Protests disrupt Olympic ceremony
(AP) - The prospect of demonstrations throughout the 85,000-mile Olympic torch relay route leading to the Beijing games loomed Tuesday, a day after protesters of China's human rights policies disrupted the solemn flame-lighting ceremony.
Forecasts of clouds and rain had been considered the main threat to the pomp-filled torch-lighting. But it was the protesters who turned the joyful bow to the Olympics' roots into a political statement about China's crackdown in Tibet and other rights issues.
Three men advocating press freedom evaded massive security and ran onto the field at the ceremony in Ancient Olympia before they were seized by police. Minutes later, a Tibetan woman covered in fake blood briefly blocked the path of the torch relay.

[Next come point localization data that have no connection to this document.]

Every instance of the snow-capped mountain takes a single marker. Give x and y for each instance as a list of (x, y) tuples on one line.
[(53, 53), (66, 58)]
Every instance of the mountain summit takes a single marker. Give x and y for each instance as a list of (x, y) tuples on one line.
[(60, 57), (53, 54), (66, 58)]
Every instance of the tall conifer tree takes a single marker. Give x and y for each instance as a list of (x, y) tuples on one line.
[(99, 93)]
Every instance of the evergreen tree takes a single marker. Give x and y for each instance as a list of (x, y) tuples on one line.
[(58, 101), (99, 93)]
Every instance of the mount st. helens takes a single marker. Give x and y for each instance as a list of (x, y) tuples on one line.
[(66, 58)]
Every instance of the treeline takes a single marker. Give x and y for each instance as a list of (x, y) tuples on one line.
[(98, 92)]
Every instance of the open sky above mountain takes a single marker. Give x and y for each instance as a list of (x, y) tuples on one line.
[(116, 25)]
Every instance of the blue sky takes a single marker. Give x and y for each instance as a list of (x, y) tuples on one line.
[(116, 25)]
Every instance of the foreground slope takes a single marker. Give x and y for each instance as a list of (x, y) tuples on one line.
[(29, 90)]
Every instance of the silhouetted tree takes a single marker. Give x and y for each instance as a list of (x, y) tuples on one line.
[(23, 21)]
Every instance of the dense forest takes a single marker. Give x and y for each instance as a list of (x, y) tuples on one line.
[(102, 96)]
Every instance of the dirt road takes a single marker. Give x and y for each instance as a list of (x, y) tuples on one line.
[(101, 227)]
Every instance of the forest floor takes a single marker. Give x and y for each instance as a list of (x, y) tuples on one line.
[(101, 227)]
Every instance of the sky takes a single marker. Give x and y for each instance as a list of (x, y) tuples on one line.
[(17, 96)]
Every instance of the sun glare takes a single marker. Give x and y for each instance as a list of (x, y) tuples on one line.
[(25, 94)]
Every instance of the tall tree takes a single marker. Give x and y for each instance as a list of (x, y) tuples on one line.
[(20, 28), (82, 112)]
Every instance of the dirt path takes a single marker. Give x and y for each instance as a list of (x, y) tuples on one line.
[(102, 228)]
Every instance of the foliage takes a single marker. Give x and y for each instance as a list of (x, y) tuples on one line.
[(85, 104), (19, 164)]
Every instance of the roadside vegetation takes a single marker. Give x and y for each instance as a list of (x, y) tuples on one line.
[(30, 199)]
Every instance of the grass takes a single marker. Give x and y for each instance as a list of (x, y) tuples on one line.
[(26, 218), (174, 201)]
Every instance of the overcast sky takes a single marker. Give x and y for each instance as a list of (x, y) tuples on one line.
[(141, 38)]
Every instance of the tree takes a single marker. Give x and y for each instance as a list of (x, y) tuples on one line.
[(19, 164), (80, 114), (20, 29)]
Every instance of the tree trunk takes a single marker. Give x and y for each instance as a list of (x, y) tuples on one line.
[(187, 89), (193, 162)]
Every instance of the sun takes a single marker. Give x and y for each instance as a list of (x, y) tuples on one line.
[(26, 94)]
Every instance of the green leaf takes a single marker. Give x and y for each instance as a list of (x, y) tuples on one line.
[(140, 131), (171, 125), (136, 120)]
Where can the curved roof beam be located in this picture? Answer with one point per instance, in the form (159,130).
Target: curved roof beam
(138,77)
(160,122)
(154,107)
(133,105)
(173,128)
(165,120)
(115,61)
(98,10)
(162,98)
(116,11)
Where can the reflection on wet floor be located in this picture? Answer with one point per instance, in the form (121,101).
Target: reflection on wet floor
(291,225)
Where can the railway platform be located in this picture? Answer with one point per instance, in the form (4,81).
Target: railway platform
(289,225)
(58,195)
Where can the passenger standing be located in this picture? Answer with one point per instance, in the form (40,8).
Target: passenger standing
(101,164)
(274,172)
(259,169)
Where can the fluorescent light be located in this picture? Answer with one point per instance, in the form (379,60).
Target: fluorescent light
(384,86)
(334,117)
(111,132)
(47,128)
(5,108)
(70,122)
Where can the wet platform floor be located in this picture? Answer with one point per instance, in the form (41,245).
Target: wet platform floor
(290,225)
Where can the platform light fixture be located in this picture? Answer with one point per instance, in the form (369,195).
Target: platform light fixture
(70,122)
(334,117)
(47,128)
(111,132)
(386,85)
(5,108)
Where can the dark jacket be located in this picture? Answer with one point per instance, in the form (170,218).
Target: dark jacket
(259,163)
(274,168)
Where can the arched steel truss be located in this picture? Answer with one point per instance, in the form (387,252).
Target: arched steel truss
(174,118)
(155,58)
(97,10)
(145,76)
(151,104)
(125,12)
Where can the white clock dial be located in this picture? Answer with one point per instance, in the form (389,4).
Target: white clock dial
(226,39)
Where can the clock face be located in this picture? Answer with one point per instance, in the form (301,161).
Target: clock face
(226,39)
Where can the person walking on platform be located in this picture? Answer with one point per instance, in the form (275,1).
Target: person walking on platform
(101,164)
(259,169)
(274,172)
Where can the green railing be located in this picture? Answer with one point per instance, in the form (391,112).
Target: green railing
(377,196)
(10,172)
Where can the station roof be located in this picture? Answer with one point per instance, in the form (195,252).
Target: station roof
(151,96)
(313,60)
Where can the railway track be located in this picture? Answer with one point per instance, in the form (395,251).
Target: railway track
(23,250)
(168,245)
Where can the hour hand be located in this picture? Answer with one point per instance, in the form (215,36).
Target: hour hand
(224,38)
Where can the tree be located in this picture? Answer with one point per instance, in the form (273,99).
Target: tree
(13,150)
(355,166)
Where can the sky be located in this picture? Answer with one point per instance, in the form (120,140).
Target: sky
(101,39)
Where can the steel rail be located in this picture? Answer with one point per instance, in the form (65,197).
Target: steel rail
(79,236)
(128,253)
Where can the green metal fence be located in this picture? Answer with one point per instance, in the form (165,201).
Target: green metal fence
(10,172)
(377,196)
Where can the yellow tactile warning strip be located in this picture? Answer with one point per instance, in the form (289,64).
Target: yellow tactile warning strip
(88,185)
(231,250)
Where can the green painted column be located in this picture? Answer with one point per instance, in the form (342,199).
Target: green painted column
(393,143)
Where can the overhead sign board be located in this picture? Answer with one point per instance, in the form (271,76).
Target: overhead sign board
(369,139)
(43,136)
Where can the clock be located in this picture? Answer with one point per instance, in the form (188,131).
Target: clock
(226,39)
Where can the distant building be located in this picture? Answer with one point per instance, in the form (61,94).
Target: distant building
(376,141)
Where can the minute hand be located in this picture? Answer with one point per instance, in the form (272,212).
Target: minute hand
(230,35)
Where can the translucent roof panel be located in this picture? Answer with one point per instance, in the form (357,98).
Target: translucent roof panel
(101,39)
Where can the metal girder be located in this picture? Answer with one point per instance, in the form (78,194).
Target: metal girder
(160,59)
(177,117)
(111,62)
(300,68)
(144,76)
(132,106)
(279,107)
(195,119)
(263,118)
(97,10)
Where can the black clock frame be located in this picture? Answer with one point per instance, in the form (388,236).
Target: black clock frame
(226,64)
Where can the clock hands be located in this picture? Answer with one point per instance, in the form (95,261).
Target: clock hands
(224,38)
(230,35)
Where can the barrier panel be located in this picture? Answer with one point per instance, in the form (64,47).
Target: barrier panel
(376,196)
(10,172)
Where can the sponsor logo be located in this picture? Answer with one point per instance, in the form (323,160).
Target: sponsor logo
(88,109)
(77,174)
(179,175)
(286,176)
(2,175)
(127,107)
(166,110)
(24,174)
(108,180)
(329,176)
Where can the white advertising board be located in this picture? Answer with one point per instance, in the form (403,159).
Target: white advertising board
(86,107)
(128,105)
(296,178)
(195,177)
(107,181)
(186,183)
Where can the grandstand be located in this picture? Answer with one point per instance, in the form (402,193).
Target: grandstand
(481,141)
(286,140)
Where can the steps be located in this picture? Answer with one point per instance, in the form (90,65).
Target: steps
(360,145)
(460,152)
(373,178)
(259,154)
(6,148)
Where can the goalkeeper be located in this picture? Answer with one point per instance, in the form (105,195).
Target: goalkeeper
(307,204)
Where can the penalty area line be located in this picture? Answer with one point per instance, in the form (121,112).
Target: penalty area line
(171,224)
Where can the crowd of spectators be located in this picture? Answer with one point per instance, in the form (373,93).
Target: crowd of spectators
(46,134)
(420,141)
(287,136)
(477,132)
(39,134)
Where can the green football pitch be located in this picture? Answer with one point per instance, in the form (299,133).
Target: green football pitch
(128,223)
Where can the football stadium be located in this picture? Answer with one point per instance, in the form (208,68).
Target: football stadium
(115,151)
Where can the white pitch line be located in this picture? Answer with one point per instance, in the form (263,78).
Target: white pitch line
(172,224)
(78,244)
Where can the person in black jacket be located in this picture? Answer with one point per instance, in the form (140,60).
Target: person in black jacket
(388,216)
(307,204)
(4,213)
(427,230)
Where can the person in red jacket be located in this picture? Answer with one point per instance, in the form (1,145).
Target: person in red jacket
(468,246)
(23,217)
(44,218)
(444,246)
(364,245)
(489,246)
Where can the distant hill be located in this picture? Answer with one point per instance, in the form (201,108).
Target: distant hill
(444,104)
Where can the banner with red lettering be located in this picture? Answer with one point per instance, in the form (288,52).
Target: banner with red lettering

The incidents came after International Olympic Committee President Jacques Rogge told The Associated Press in an interview that he was engaged in "silent diplomacy" with the Chinese but wouldn't intervene in politics to try to change their policies.
"We are discussing on a daily basis with Chinese authorities, including discussing these issues, while strictly respecting the sovereignty of China in its affairs," Rogge said.
Protests are bound to follow the torch throughout its 136-day route across five continents and 20 countries. China pledged strict security measures to ensure its segment of the relay won't be marred by protests.
Tibetan activists have already said they plan to demonstrate elsewhere on the route.
"Later we will do protests in London and Paris," said Tenzin Dorjee, a member of Students for a Free Tibet who protested in Ancient Olympia.
Protests of China's rule turned violent March 14 in the Tibetan capital of Lhasa, sparking waves of unrest in surrounding provinces. China reported a death toll of 22 from the violence, but Tibet's exiled government says about 140 Tibetans were killed. Nineteen died in subsequent violence in Gansu province, it said.
A rising chorus of international criticism and floated calls for a boycott have unnerved the Chinese leadership, which has turned up efforts to put its own version of the unrest before the international public. China has blamed the riots on followers of the Dalai Lama, Tibet's exiled spiritual leader.
State-controlled Chinese media made no mention of it after a protester evaded security and ran up behind Beijing Olympic organizing committee President Liu Qi as he was giving his speech during Monday's ceremony.
The image and the report of the protester unfurling a black banner - the Olympic rings replaced by handcuffs - appeared around the world in newspapers, on Web sites and on television broadcasts. But not in China.
Luciano Barra, deputy CEO of the 2006 Winter Games in Turin, recalled how the torch relay in Italy was dogged by protesters opposed to construction of a rail tunnel. Organizers diverted the route at one stage to avoid the demonstrators.
"It makes me laugh compared to the current problem," Barra said.
Another potential flashpoint is the route through Tibet. The flame is due to be carried to the summit of Mount Everest in May and pass through Lhasa in June.
"The very idea that they will be able to parade the torch through Tibet after the crackdown is obscene given what's going on in Tibet," said Anne Holmes, acting director of the London-based Free Tibet campaign.
Tibetan groups have also urged the IOC to keep the relay out of the Himalayan region. Rogge, speaking before the incidents, said there were no plans by Beijing organizers, known as BOCOG, to change the route, but he did not rule it out.
The IOC has faced calls to take a hard line with China. But Rogge reiterated his long-standing position that the Olympic body is not a political organization.
"The IOC is engaged in what I call a 'silent diplomacy' with Chinese authorities since Day One of the preparations of the games," Rogge said.
The first torchbearer in the relay was Greece's Alexandros Nikolaidis. After the torch left the stadium, a Tibetan woman covered in red paint or dye lay in the road approaching the village of Olympia while other protesters chanted "Free Tibet" and "Shame on China."
Japanese runner Haturi Yuuki came within a few feet of the protester, then stopped and ran in place while plainclothes police removed her. They also dragged off a man accompanying her who was waving a Tibetan flag.
Police said the woman and the three members of Reporters Without Borders were detained. One of the men arrested was Robert Menard, the group's general secretary.
The three Frenchmen were charged with the misdemeanor count of offending national symbols. They were released pending trial in late May, and said they hoped to return to France on Tuesday.
"We're asking the heads of government to boycott the opening ceremony," one of the three protesters, Vincent Brossel, told AP Television News. "We're not calling for a boycott of the games."